BEIJING — North Korea agreed in principle today to take initial steps toward dismantling its nuclear programs at the start of international talks seeking the first concrete progress on disarming Pyongyang.

The main U.S. negotiator said that talks resumed on a positive note and that sides were hoping to achieve an agreement on the first steps for the North’s disarmament.

“We had a good first day today,” Assistant Secretary of State Christopher Hill told reporters. “We hope we can achieve some kind of joint statement here.”

Unlike the last round of six-nation talks in December, Mr. Hill said the countries “were able to make progress on discussing denuclearization.”

Negotiators are working to lay out the implementation of a September 2005 agreement in which the North pledged to disarm in exchange for aid and security guarantees.

Mr. Hill said a draft agreement expected from the Chinese hosts by tomorrow morning would detail a “set of actions taken in a finite amount of time.” He declined to give specifics but said the moves would take place in a matter of “single-digit weeks.”

Pyongyang’s envoy had said before the talks started that he was ready to discuss initial steps toward nuclear disarmament.

“We are prepared to discuss first-stage measures,” Kim Kye-gwan said on arriving in Beijing for the meeting at a Chinese state guesthouse.

American specialists who visited Mr. Kim in Pyongyang last week said North Korea would propose a freeze of its main nuclear reactor and a resumption of international inspections in exchange for energy aid and a normalization of relations with Washington.

Mr. Kim said today that any moves by North Korea would depend on the U.S. attitude.

“We are going to make a judgment based on whether the United States will give up its hostile policy and come out toward peaceful coexistence,” he said, adding that Washington was “well aware” of what it had to do.

North Korea has twice boycotted the nuclear talks for more than a year, claiming various U.S. policies show the Bush administration intends to topple its government.

“I’m not either optimistic or pessimistic because there are still many points of confrontation to resolve,” Mr. Kim said.

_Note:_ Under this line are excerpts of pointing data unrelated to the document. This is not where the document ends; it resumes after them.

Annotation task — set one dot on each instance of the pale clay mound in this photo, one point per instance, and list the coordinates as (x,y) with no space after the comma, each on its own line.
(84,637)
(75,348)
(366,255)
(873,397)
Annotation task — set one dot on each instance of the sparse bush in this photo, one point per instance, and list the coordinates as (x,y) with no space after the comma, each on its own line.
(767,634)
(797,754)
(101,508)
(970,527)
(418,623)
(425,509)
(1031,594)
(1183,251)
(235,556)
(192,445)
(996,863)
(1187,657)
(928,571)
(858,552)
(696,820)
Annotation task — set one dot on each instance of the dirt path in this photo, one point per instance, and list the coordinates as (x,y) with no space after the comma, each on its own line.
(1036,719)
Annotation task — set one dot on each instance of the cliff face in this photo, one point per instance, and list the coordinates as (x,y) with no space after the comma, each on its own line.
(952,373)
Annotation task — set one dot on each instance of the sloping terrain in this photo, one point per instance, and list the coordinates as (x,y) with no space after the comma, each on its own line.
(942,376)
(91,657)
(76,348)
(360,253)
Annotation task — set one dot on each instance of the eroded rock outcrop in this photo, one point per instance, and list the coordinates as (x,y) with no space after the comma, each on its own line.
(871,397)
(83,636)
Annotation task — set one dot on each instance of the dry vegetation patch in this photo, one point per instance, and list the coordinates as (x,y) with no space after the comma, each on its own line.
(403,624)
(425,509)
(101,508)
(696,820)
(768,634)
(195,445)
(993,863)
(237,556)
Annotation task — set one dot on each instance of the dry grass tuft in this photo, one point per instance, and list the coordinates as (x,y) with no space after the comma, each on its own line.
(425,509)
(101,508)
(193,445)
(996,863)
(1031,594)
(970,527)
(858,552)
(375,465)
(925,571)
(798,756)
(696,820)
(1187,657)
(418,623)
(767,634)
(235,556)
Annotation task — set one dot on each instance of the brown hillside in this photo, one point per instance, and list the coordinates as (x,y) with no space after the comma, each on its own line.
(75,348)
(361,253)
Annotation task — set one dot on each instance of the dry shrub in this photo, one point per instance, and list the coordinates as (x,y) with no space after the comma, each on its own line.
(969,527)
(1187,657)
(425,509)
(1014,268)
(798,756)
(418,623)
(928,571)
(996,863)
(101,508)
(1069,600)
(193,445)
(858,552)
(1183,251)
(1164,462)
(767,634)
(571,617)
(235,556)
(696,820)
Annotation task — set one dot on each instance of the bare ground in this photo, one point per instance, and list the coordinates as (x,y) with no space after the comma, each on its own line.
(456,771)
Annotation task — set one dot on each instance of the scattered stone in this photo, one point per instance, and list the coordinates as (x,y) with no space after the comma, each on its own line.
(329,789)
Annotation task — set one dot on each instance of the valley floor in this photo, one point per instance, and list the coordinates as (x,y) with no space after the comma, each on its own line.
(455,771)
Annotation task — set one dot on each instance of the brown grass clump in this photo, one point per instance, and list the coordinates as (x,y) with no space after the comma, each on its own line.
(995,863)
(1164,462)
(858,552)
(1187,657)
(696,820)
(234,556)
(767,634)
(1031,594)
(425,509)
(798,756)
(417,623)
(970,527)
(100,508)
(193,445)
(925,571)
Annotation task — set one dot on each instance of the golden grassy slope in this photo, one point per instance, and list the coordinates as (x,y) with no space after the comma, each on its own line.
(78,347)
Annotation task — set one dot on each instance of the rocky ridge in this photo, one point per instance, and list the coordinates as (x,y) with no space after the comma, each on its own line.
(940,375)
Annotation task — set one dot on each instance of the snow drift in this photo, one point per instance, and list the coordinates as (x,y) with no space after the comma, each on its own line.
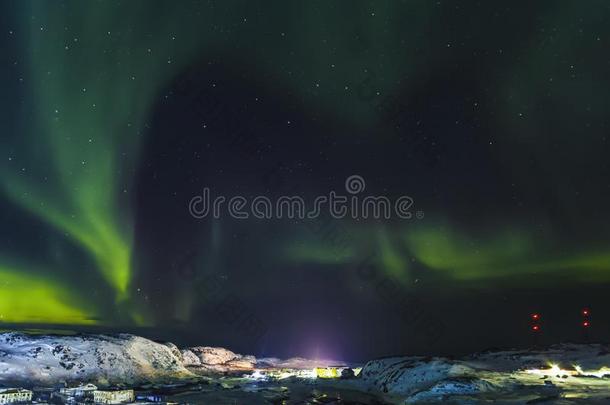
(104,360)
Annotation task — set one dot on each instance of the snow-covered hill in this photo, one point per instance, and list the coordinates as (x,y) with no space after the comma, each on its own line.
(106,360)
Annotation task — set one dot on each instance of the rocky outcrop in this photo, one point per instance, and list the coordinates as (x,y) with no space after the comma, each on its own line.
(104,360)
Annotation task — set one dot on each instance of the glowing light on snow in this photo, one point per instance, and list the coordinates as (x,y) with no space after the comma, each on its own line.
(603,371)
(554,371)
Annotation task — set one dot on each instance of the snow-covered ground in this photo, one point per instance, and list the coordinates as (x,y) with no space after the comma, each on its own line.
(30,360)
(562,374)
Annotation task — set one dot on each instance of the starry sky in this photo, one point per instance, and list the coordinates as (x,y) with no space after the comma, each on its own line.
(491,116)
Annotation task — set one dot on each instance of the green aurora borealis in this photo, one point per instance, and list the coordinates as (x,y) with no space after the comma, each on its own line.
(527,93)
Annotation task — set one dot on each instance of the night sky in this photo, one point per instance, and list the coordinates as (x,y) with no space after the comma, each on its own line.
(491,116)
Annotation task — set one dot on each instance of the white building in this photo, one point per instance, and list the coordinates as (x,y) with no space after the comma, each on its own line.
(80,391)
(113,397)
(14,395)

Still, his comments marked a change in North Korea’s position from the last round of talks in December, when Mr. Kim refused to even discuss disarmament and demanded the lifting of U.S. financial restrictions against a Macau bank where North Korea held accounts.

The lack of any on-the-ground results in disarming North Korea has raised the issue of the credibility of the talks, which involve China, Japan, Russia, the U.S. and the two Koreas.

Since 2003, they have produced only a single joint statement in September 2005 on principles for North Korea to abandon its nuclear program in exchange for aid and pledges that Washington won’t seek the regime’s ouster.